From what I have researched, practically the highest number of messages exchanged between the clients is n^2, in case each process broadcasts its lines to all the others. Now, the problem is that if I minimize the number of messages sent - this would be around log(n) for distributing the input data - but the computation then would only be done by one process, or more, but anyhow, it is not anymore done in parallel, which was the main idea of the problem.
What could be a more efficient algorithm, that would compute this product?
(I am using MPI, if it makes any difference).
To compute the matrix product C = A x B element-by-element you simply calculate C(i,j) = dot_product(A(i,:),B(:,j)). That is, the (i,j) element of C is the dot product of row i of A and column j of B.
If you insist on sending rows of A and rows of B around then you are going to have a tough time writing a parallel program whose performance exceeds a straightforward serial program. Rather, what you ought to do is send rows of A and columns of B to processors for computation of elements of C. If you are constrained to send rows of A and rows of B, then I suggest that you do that, but compute the product on the server. That is, ignore all the worker processors and just perform the calculation serially.
One alternative would be to compute partial dot-products on worker processors and to accumulate the partial results. This will require some tricky programming; it can be done but I will be very surprised if, at your first attempt, you can write a program which outperforms (in execution speed) a simple serial program.
(Yes, there are other approaches to decomposing matrix-matrix products for parallel execution, but they are more complicated than the foregoing.
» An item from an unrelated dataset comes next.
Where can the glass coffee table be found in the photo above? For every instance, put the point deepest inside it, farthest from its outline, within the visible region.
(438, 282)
If you want to investigate these then Matrix Computations is the place to start reading.)
You need also to think hard about your proposed measures of efficiency -- the most efficient message-passing program will be the one which passes no messages. If the cost of message-passing far outweighs the cost of computation then the no-message-passing implementation will be the most efficient by both measures. Generally though, measures of the efficiency of parallel programs are ratios of speedup to number of processors: so 8 times speedup on 8 processors is perfectly efficient (and usually impossible to achieve).
As stated yours is not a sensible problem. Either the problem-setter has mis-specified it, or you have mis-stated (or mis-understood) a correct specification.
Something's not right: if both matrices have n x m dimensions, then they can not be multiplied together (unless n = m). In the case of A*B, A has to have as many columns as B has rows. Are you sure that the server isn't sending rows of B's transposed? That would be equivalent to sending columns from B, in which case the solution is trivial.
Assuming that all those check out, and your clients do indeed get rows from A and B: probably the easiest solution would be for each client to send its rows of matrix B to client #0, who reassambles the original matrix B, then sends out its columns back to the other clients. Basically, client #0 would act as a server that actually knows how to efficiently decompose data. This would be 2*(n-1) messages (not counting the ones used to reunite the product matrix), but considering how you already need n messages to distribute the A and B matrices between the clients, there's no significant performance loss (it's still O(n) messages).
The biggest bottleneck here is obviously the initial gathering and redistribution of the matrix B, which scales terribly, so if you have fairly small matrices and a lot of processes, you might just be better off calculating the product serially on the server.
I don't know if this is homework. But if it is not homework, then you should probably use a library. One idea is scalapack
http://www.netlib.org/scalapack/scalapack_home.html
Scalapack is writtten in fortran, but you can call it from c++.